Agreed, and I say this as someone who's generally a fan of the New York Times'
journalism. Here they simply seem to be trotting out the "look, it's Wall
Street!" trope without offering deeper analysis (at least in this piece).
Which is a shame because there are industries where private equity has a
laudable record and others where the record is rather checkered.

And this notion, of course, oversimplifies "private equity" into one
monolithic actor. As though a competent private equity firm which seeks to
maximize value through improving quality wouldn't operate a company
differently from one which seeks to extract value solely through levered
financial engineering.

The scrolling art is nice though.

------
rayiner
The article presents horrible examples. Transportation and water are two
sectors ripe for disruption by the private sector. Governments around the
country are polluting rivers and poisoning children with lead because they
refuse to raise water rates on grandma to upgrade their infrastructure. And
here in DC, the Metro literally keeps catching on fire. We have a multi-
trillion infrastructure spending backlog in these sectors because government
operation has been such a disaster.

------
rdtsc
Also it is important to realize that a lot of private entities like have money
for lobbyists and they use them very well. For example, they might "bribe" an
official in charge of budget to cut the budget for schools in a certain area,
if the PE happens to own and manage charter schools.

School doesn't have money, is struggling. PE lobby firm issues a few press
releases pointing out what a failure public schools are. Then another press
release about how there is a way out -- go to their schools, and so on.

Or if they happen to lease land and run an tolled expressway, they might lobby
local government against expanding or improving local roads, because it means
a but in the profits for them, and so on.
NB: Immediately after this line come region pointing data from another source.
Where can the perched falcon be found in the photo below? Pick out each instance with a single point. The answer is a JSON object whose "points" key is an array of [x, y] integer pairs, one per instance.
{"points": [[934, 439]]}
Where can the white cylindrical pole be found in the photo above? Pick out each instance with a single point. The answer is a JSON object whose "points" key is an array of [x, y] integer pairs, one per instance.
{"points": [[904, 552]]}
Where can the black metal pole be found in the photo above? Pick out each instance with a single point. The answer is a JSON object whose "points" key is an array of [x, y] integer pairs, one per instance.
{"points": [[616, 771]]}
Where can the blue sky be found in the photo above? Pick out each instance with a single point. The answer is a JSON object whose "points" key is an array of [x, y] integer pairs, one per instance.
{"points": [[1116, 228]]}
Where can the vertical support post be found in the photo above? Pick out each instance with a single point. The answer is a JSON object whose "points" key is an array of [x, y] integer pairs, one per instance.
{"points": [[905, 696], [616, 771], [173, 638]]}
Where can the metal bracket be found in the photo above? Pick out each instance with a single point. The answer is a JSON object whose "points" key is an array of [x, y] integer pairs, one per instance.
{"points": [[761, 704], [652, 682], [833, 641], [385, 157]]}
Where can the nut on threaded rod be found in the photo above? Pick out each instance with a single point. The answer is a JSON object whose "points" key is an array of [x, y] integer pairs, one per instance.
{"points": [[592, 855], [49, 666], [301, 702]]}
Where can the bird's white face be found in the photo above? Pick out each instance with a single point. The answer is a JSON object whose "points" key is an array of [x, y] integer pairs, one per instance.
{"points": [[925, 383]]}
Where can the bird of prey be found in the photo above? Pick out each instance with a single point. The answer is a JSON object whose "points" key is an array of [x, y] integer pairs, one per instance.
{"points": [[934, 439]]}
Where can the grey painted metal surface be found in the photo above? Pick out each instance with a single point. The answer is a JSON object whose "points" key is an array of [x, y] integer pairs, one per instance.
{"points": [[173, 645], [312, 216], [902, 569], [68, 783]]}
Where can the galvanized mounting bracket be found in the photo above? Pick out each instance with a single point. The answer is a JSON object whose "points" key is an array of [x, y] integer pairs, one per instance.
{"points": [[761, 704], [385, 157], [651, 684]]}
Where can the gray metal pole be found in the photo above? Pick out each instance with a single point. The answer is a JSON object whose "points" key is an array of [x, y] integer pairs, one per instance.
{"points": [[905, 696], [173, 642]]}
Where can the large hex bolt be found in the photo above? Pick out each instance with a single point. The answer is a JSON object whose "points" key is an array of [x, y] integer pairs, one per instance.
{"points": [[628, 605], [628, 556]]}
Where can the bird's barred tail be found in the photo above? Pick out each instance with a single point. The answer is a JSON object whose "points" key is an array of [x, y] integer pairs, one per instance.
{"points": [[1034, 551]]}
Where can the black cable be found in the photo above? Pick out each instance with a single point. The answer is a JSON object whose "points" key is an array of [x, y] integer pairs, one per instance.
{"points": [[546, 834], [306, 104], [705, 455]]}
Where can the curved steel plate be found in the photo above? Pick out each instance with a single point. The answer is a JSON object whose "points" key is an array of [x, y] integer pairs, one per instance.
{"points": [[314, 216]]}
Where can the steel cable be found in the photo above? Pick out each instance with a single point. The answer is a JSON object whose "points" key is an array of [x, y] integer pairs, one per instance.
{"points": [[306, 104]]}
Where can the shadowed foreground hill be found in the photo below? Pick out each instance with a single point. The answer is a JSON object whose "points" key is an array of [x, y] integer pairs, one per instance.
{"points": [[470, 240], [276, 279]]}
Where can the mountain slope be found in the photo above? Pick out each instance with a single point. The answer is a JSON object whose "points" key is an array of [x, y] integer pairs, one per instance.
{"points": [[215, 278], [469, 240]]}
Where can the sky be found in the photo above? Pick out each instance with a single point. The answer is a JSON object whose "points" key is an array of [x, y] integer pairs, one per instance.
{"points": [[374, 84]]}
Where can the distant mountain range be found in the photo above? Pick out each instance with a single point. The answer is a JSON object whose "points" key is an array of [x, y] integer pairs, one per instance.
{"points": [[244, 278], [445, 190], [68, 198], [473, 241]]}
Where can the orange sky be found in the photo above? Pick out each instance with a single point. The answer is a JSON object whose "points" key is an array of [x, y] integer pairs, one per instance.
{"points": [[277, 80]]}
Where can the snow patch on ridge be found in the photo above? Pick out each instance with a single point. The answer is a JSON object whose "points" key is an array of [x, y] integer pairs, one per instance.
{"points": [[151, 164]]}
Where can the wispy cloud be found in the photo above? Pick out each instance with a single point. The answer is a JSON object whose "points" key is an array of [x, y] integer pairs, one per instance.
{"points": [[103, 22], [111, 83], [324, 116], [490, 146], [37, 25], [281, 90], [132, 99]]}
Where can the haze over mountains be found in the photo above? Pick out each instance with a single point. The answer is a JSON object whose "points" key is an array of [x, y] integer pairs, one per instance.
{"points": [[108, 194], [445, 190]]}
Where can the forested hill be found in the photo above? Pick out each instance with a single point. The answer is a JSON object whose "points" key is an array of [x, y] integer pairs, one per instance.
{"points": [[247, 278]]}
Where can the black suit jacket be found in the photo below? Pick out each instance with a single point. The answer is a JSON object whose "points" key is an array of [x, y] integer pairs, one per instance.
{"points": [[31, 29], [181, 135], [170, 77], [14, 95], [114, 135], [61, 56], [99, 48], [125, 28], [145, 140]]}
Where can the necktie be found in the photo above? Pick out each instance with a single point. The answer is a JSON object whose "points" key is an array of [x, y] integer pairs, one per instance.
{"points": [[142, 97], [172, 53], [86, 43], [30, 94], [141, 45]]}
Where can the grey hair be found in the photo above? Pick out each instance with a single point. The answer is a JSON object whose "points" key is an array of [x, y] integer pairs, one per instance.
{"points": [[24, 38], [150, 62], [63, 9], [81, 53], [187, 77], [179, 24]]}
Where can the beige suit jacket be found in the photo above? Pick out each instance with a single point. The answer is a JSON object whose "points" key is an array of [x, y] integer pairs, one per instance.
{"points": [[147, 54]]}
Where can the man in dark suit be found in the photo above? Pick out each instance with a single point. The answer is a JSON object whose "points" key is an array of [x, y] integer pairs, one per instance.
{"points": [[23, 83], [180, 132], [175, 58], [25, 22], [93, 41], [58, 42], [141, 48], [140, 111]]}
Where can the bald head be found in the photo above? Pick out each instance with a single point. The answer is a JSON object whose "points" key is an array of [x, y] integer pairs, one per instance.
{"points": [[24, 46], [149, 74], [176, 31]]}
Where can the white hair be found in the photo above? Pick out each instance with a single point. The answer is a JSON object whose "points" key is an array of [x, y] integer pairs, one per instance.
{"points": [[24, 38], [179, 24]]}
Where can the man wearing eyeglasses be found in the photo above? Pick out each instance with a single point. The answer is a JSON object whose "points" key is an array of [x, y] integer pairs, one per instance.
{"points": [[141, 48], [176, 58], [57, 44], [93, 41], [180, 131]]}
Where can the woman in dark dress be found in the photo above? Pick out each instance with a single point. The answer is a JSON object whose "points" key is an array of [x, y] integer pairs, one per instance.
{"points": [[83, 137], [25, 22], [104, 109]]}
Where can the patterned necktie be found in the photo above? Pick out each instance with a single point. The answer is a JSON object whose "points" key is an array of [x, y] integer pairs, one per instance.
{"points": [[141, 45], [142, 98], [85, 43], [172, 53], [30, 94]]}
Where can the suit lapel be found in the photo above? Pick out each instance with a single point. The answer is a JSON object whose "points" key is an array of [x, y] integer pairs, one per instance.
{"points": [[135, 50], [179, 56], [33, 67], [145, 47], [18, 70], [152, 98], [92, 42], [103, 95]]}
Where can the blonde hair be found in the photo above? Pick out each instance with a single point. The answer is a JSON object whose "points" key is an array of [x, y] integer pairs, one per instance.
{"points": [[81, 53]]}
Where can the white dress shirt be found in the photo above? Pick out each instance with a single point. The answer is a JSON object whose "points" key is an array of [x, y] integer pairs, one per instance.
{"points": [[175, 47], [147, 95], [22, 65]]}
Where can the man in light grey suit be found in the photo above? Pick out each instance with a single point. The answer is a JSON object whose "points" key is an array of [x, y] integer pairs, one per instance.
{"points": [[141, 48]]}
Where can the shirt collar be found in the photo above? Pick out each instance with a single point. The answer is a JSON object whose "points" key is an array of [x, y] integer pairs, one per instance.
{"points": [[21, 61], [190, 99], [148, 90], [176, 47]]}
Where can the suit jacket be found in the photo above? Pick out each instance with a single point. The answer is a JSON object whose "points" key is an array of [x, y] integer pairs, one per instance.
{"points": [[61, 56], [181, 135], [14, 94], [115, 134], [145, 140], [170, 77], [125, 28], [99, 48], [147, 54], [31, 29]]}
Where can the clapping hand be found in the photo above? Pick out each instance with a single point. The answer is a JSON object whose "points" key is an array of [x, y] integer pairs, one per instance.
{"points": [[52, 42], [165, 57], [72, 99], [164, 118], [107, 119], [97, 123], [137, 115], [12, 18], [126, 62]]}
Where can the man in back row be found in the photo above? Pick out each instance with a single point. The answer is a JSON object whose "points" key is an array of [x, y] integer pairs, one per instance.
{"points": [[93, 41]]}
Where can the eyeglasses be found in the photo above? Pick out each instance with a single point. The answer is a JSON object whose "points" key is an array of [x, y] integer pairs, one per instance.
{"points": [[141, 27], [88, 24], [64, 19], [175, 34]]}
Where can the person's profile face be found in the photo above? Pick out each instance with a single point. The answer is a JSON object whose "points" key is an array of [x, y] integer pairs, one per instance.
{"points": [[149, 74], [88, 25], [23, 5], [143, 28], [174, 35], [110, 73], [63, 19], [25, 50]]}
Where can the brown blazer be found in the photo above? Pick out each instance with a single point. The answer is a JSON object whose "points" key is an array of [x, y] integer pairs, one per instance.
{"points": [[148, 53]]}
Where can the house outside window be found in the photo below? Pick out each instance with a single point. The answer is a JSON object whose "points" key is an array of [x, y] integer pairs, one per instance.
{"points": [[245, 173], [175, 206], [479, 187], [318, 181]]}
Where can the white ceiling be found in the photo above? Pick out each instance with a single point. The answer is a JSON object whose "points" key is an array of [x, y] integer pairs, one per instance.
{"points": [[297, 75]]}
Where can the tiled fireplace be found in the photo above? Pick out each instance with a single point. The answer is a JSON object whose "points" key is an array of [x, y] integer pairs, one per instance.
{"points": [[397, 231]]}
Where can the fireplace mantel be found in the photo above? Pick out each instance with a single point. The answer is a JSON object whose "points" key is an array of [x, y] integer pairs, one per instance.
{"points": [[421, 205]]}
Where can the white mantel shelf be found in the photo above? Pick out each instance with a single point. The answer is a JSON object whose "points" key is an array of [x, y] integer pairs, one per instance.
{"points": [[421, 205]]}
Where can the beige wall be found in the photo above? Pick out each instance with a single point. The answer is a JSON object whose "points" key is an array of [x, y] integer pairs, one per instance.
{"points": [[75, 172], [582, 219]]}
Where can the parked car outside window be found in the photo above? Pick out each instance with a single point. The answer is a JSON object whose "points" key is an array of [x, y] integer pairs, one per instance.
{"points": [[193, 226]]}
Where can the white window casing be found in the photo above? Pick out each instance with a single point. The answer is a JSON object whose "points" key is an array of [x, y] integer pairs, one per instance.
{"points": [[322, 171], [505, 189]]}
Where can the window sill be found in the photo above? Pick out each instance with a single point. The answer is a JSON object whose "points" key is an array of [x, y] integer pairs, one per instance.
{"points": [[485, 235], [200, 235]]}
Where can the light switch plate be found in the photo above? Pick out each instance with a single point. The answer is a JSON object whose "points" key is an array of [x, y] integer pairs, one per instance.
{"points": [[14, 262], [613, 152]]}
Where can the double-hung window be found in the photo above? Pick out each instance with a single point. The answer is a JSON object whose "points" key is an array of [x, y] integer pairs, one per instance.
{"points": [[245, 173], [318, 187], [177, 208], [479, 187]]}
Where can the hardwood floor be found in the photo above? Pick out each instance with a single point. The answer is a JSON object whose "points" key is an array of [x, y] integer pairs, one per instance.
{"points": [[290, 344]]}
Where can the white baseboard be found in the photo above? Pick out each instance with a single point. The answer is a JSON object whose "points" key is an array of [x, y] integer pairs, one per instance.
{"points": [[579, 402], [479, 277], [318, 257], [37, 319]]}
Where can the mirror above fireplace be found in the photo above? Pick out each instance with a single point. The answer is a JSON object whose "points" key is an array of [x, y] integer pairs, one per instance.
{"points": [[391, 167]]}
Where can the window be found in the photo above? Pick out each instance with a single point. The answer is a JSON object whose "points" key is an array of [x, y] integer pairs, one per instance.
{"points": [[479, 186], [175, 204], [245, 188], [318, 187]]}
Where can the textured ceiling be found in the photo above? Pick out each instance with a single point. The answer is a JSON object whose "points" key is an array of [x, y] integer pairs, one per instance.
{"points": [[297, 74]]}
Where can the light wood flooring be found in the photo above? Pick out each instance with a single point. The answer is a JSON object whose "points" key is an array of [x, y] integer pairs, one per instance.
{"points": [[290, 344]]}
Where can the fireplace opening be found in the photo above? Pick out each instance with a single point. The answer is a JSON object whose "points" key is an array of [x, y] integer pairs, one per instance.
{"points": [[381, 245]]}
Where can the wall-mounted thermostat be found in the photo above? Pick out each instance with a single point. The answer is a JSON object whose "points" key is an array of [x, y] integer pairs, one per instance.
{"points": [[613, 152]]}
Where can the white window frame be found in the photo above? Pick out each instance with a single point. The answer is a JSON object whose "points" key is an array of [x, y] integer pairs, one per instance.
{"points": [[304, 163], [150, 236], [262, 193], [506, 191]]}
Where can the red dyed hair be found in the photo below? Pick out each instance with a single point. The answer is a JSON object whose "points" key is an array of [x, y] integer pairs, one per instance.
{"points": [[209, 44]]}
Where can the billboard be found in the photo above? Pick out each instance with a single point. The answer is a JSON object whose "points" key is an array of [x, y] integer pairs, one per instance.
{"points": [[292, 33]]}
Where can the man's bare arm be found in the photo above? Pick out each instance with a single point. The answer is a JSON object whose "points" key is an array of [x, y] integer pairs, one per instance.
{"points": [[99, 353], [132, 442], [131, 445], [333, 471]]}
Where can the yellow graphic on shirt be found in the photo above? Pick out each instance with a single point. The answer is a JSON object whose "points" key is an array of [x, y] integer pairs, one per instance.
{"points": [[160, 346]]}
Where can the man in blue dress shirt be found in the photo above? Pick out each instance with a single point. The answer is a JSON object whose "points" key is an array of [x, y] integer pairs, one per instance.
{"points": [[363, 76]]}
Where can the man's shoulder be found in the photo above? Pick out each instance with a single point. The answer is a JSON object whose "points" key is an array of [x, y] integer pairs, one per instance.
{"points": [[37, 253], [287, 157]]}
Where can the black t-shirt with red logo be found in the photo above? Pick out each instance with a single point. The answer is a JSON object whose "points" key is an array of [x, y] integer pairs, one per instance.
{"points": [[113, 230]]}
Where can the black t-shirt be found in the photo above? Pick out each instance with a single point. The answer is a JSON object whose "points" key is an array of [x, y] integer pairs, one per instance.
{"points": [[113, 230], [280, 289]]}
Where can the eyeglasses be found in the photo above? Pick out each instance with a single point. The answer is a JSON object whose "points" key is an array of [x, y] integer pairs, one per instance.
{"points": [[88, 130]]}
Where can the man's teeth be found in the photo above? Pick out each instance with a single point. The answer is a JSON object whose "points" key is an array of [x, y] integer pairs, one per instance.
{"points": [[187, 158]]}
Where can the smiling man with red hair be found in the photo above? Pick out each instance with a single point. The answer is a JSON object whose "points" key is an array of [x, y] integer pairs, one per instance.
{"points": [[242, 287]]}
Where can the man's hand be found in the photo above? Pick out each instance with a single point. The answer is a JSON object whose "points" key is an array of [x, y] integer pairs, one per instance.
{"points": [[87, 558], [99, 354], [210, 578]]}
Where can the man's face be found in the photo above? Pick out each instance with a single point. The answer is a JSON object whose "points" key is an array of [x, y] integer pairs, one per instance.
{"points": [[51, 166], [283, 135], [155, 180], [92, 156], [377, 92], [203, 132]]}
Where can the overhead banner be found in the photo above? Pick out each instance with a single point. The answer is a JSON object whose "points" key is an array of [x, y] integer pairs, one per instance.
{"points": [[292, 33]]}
The cheapest and most effective way to profits is to often to do just that --
lobbying and regulatory capture. That is what's scary with privatizing
everything.

------
jbhatab
I only see this being a problem if there are no free market forces being
allowed. One of the examples was that 'some' of the private equity ambulances
and fire trucks arrive late. As long as a better one comes in and replaces
them, then what's wrong with that?

I have a lot more faith in a greedy money driven investor and company to
delivery on the end product than the government. At least they will do
everything possible to maximize profits. If they get contracts and have a
complete monopoly with no free market though, then this is an issue.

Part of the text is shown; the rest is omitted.